Di sconosciuti che si incrociano, che si sfiorano, che si guardano distrattamente o con curiosità, che forse nella loro vita non si incroceranno mai più o che aspettavano di incontrarsi, affinché il loro destino si compiesse.
A volte, invece, sono incontri che lasciano un segno profondo. Spesso, in una sala d’attesa, è facile sentirsi soli ed estranei, soprattutto se lontani da casa. Ecco perché una storia potrebbe aiutarti a sentirti più vicino ad altre persone e meno lontano da ciò che ti circonda in una stazione, da un binario, da un negozio e da chi ci lavora, da una piccola libreria, da un bar dove il caffè non è proprio tra i migliori.
E poi, sostiene l’autore “Non bastasse, i baci più belli si danno tutti lì: al binario mentre lasciamo partire qualcuno, o dopo il ritorno di chi amiamo”.

È con grande abilità che la penna di Matteo Bussola mette a fuoco la bellezza e la fatalità del vivere, il fascino degli imprevisti, la magia di un incontro, gli aspetti molteplici dell’amore, in tutte le sue forme: l’amore nel momento del suo “scintillante inizio”, l’amore coniugale, l’amore tra due giovani, tra due uomini, tra nonno e nipote, tra padre e figlio.
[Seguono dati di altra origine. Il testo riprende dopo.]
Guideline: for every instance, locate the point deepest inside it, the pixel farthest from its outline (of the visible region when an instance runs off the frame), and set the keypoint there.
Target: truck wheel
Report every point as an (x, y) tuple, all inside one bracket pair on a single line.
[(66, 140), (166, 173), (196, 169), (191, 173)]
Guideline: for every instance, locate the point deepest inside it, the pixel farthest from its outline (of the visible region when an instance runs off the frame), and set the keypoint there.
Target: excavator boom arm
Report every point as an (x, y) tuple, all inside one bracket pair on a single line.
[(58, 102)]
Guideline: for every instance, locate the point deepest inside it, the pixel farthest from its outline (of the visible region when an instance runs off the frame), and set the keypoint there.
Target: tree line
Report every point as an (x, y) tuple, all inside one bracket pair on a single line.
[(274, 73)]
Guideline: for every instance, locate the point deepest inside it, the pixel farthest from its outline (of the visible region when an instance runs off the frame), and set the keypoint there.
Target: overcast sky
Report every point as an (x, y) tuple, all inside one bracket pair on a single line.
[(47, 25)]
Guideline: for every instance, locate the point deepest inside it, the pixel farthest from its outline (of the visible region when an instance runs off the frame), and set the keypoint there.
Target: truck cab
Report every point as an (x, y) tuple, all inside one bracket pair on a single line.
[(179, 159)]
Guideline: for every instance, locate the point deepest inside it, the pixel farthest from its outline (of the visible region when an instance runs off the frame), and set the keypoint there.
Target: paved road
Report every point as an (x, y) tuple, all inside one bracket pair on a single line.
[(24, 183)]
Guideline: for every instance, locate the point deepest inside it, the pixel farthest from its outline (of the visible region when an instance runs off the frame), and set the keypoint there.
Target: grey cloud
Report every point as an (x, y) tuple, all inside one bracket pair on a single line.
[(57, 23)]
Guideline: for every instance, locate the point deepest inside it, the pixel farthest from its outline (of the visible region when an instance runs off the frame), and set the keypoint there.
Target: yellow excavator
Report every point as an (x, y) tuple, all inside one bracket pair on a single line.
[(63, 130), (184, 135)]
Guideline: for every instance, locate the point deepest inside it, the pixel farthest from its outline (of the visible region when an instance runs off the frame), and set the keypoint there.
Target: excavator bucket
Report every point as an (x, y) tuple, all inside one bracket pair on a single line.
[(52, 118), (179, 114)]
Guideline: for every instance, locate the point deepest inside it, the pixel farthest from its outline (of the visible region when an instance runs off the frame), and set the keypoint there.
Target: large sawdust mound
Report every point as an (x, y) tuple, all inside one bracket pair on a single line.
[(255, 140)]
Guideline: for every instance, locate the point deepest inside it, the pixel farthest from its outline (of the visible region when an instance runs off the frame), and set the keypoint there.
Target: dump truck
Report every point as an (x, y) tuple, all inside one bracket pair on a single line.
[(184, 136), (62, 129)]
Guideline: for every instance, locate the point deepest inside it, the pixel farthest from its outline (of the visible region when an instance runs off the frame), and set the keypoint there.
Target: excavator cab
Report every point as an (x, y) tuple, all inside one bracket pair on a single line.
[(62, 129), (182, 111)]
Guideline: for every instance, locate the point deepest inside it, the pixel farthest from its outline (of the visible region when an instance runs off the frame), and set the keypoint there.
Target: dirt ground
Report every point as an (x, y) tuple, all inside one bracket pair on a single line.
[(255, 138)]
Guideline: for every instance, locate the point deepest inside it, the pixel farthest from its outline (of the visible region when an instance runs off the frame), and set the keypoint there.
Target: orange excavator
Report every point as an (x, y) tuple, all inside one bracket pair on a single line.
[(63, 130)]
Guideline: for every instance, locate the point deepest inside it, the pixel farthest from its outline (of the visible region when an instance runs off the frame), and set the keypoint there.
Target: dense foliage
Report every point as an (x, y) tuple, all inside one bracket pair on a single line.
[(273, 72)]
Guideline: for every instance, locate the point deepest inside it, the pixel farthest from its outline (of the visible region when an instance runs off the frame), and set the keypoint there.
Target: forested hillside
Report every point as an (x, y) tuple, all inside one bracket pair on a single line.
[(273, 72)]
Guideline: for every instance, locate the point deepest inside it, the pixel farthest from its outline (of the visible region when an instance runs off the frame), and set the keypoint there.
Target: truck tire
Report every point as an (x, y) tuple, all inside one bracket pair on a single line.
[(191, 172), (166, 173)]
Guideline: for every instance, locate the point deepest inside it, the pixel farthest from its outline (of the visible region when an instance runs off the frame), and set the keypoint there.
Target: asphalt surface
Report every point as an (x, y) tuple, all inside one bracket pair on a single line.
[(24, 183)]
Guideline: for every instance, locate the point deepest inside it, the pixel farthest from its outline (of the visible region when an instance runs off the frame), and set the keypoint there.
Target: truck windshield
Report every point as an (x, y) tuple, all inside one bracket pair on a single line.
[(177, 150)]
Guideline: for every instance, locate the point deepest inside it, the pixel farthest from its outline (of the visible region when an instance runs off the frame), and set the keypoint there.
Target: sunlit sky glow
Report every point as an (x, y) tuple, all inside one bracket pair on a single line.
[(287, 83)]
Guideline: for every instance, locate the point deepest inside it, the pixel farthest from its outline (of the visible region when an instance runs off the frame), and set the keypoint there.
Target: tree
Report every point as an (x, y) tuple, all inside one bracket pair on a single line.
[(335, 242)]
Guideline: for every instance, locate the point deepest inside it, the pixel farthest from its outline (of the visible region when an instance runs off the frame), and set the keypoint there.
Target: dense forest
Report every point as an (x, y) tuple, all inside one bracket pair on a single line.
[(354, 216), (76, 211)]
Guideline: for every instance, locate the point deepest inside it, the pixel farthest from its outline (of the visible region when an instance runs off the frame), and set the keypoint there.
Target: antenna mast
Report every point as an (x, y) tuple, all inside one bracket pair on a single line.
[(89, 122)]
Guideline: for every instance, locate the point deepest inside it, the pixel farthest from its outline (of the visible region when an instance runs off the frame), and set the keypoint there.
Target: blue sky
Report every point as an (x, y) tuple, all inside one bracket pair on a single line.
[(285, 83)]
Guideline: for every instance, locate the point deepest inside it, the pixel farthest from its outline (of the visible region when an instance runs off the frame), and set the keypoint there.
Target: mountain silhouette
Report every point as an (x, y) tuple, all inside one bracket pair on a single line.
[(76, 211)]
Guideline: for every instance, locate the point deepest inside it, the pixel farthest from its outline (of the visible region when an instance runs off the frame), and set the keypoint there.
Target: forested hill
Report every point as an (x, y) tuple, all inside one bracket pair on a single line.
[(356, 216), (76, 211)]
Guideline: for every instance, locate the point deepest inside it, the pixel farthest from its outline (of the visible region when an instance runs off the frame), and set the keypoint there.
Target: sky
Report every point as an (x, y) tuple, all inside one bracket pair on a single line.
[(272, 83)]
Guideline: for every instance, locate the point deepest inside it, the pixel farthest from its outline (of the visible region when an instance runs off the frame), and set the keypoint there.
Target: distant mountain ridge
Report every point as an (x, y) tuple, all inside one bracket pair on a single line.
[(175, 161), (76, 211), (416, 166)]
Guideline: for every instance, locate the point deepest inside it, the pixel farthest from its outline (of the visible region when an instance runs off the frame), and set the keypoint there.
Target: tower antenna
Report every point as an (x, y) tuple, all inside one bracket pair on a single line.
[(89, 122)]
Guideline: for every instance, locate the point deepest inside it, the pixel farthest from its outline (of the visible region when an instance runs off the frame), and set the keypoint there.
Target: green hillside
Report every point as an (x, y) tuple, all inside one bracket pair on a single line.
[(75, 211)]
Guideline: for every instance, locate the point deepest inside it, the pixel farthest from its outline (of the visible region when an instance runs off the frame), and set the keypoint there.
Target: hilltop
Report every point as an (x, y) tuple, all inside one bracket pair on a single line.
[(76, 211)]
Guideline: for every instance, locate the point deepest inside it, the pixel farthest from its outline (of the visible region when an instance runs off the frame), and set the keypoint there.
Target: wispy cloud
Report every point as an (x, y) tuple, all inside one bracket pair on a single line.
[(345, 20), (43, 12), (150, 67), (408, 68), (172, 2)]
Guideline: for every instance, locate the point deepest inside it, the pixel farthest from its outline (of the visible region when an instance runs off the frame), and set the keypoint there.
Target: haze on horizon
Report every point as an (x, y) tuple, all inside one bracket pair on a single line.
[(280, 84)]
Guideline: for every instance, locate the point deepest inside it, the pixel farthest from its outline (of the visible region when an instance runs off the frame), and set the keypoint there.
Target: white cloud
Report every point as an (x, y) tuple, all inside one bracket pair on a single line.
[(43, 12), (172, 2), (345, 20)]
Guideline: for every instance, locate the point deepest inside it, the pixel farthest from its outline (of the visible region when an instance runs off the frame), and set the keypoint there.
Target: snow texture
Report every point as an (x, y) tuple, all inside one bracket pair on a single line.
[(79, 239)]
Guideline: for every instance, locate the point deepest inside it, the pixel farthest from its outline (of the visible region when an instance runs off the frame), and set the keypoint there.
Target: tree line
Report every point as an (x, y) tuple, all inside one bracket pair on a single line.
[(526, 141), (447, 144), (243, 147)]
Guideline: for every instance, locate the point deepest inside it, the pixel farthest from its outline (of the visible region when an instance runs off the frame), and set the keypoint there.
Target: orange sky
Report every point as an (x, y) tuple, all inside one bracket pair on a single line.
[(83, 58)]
Ecco che, grazie all’amore, nelle straordinarie storie del libro, incontriamo – e ce ne innamoriamo – una serie di personaggi alle prese con le loro vite, con le loro speranze e i loro desideri, con le loro paure e i loro sogni, con la loro forza e la loro fragilità, con le loro cicatrici e le loro ferite, con il loro passato e il loro futuro.
Incontriamo così una donna che decide di resettare la sua vita, una giovane che preferisce scintillanti inizi al lieto fine, un nonno che attende trepidante l’incontro con la sua nipotina, un sedicenne con i capelli rosa alle prese con le sue pulsioni e con le sue trasgressioni, un uomo che sta per perdere la moglie malata, una scrittrice che insieme al marito porta in giro per l’Italia la sua storia. E ancora tanti altri personaggi, tutti che, in qualche modo, sono collegati ad una stazione e all’amore, filo conduttore del libro.
È l’amore che conosce sempre la strada giusta, quella che ti permette di tornare a casa e che sa quando è il tempo di tornarci e quando non è più il tempo dell’attesa.

Ci sono persone che passano la maggior parte della vita ad aspettare. Aspettano l’amore giusto, il momento adatto, il mantenimento di una promessa, la conclusione di una sofferenza, la rimarginazione di una ferita.
Attendono che qualcuno finalmente le veda.
Poi, un giorno, senza preavviso, si alzano in piedi tra la folla e decidono che è ora.

Decidono che per ognuno è ormai tempo di tornare ad affrontare le sfide quotidiane, di superare le proprie paure, di riprendere il cammino di viandanti che tornano alle proprie vite, lasciate a maggese durante il tempo dell’attesa.